The impact -- fewer flights, much higher fares -- could be felt as soon as this fall.
A study by the Business Travel Coalition, a Radnor, Pa.-based trade group, says airlines and passengers are facing their "darkest future" and that "fast-approaching airline liquidations will cripple the U.S. economy."
"The whole idea of deregulation has been a democratization of travel," said Kevin Mitchell, chairman of the group. That now is at risk.
Airports that depend on regional jets are particularly vulnerable, the coalition warns, because they've become the least profitable aircraft to operate. At Albany International Airport, 35 of the 70 daily departures are regional jets.
And airports such as Albany that are served by both Delta and Northwest airlines are likely to see service cutbacks as the two carriers merge and eliminate overlapping routes.
Even the presence of Southwest Airlines, which has kept overall fares here low, increases the likelihood of cutbacks by competitors who previously would have matched its fares.

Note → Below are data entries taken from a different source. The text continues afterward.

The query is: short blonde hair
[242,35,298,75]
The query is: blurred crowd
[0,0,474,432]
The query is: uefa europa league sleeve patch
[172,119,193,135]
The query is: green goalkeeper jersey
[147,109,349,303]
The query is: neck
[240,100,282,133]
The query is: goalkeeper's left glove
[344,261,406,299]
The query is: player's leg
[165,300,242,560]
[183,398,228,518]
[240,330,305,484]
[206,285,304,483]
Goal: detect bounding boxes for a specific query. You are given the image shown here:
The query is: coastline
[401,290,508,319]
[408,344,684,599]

"Those airports with a lot of low-cost presence are more vulnerable than others," Mitchell said. "Even Southwest said last week at a Merrill Lynch conference that it, at $130 a barrel, would have to cut hundreds of routes."
Southwest has long-term contracts that have kept its fuel prices well below $130, but those eventually will expire.

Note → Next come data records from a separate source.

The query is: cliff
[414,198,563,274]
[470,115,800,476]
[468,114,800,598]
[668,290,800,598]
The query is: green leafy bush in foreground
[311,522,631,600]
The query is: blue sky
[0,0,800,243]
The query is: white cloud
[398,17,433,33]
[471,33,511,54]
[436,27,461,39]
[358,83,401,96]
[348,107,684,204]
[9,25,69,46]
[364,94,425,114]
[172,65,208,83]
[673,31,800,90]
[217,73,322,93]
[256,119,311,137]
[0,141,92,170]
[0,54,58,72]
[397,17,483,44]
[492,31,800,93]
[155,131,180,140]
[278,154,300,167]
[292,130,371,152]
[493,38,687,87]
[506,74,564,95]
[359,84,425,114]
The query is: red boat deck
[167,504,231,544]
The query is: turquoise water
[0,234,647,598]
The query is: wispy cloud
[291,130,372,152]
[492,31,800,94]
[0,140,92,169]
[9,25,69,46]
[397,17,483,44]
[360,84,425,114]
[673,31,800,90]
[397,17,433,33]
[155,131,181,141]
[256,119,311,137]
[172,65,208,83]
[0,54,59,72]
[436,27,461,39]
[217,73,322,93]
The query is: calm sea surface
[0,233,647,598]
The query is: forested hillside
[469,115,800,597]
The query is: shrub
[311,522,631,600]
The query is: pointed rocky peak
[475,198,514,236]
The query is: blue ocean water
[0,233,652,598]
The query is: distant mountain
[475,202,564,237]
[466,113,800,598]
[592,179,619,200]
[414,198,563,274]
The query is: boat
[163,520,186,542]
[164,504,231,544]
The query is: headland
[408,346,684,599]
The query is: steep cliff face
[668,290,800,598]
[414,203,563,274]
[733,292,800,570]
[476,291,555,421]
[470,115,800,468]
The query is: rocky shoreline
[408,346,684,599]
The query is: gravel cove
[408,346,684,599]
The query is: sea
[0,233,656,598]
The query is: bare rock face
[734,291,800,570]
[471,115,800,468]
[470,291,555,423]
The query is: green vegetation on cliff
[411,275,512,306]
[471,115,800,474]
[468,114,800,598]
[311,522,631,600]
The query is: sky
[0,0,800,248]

The Albany airport isn't alone on the coalition's list. In New York, airports in Rochester, Islip, Binghamton, Ithaca, Newburgh and White Plains also face deep cuts as fuel prices rise.

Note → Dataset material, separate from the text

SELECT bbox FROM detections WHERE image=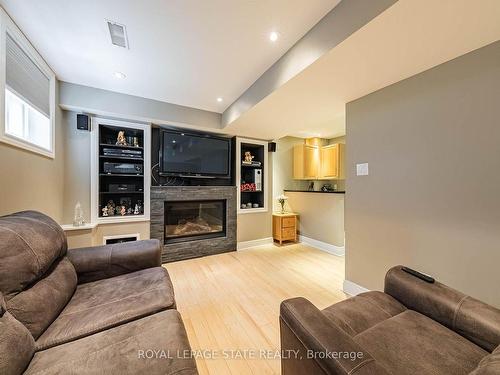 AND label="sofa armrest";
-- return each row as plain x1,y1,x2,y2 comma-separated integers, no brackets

Also on the list are the airports in Manchester, N.H., Providence, R.I., and outside Hartford, Conn. The list was compiled for release today.
The coalition's study, "Beyond the Airlines' $2 Can of Coke: Catastrophic Impact on the U.S. Economy from Oil-price Trauma in the Airline Industry," warns airlines won't find relief in Chapter 11 bankruptcy protection because the credit crunch has dried up the financing they would need to reorganize.
Rather, the weakest carriers will face "outright and immediate extinction," the study says.
It also warns that, "given the precarious state of the domestic airline industry, multiple failures of major U.S. airlines are not a remote prospect."
Mitchell said carriers have announced cutbacks equal to about 13 percent of their service. But he said analysts estimate that, with $130-a-barrel oil, they'll need to cut 20 percent to 22 percent.
"Other, more difficult decisions are likely," he said.
Albany airport officials are developing other sources of revenue to help keep carriers' costs of operating here competitive, said Albany County Airport Authority spokesman Doug Myers.
"We understand the dynamics of the industry right now," he added. "There's going to be some give and take because the airlines are not profitable."
The airport has found tenants for vacant industrial land and attracted other businesses, including factory service centers for a new generation of so-called very light jets. The added revenue helps subsidize airport operations.
"You want to keep costs (of boarding a passenger) down for the airlines," Myers said.
At least one carrier, Continental, has begun replacing some of its regional jets with newer, larger turboprops that consume about half as much fuel. The Q400 aircraft, operated by Continental Connection carrier Colgan Air, are being maintained at Albany.
And while United and other carriers have announced cuts in flights systemwide, a small regional carrier, Cape Air, plans to begin service between Albany and three northern New York cities on Sept. 16 with the help of federal subsidies.
The airline will use nine-passenger propeller-driven planes.